Les membres de l’association sont des professionnels de la santé oculaire (ophtalmologues, opticiens), et aussi du domaine juridique et de la gestion de projets, tous connaisseurs des problèmes de cécité et de malvoyance à résoudre dans les pays en développement.

Le Togo est un pays pauvre d’Afrique de l’Ouest, d’environ 8 M d’habitants, dont la moitié est âgée de moins de 20 ans.

Des moyens considérés comme simples en Europe (lunettes), ne sont déjà pas accessibles aux enfants démunis de la capitale Lomé où se trouvent la majorité des opticiens togolais. Ces disparités sont encore accentuées en dehors de la capitale, dans le reste du pays : la pauvreté des habitants y est encore plus grande, et les services optiques quasi inexistants.

Un enfant assis au fond d’une classe composée souvent de 90 à 130 élèves, souffrant de troubles de la vue, ne pourra pas accomplir un parcours scolaire considéré comme normal dans le pays.

On a pu établir qu’environ 100’000 enfants devraient être équipés de lunettes au Togo.

Un personnel local spécialisé en ophtalmologie et en optométrie est disponible sur le terrain, motivé pour des campagnes de dépistage des troubles de la vision rendues possibles par le projet dans les écoles. Ce personnel est actuellement en quantité insuffisante pour s’occuper de tous les élèves du pays. En 2019 seulement 25’000 enfants ont pu être dépistés, et 900 lunettes délivrées.

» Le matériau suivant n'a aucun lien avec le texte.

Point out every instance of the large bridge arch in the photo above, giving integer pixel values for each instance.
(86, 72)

Comme le prix d’une paire de lunettes est dans la plupart des cas inaccessible aux parents de l’enfant, les lunettes sont fournies gratuitement par le projet.

Comme les services de la capitale sont éloignés des nombreux enfants des régions périphériques, c’est au service à se rapprocher d’eux. Des véhicules et instruments adaptés ont été déployés dans ce but, avec des développements récents plus fonctionnels.

Un soutien financier externe est actuellement une nécessité pour la poursuite de ces activités dites de la « caravane optique » dans le cadre du ministère de la santé, et plus spécifiquement à destination uniquement du programme national de lutte contre la cécité (PNLC). Un recouvrement des coûts partiel est effectif dans la capitale : c’est par la vente de lunettes adaptées aux adultes en ayant besoin, le reste du financement est assumé par l’association Planet Vision basée en Suisse. Pour la durabilité du dépistage scolaire des troubles visuels, la création d’une entreprise sociale locale est envisagée, qui pourrait en être la source de financement sur le long terme.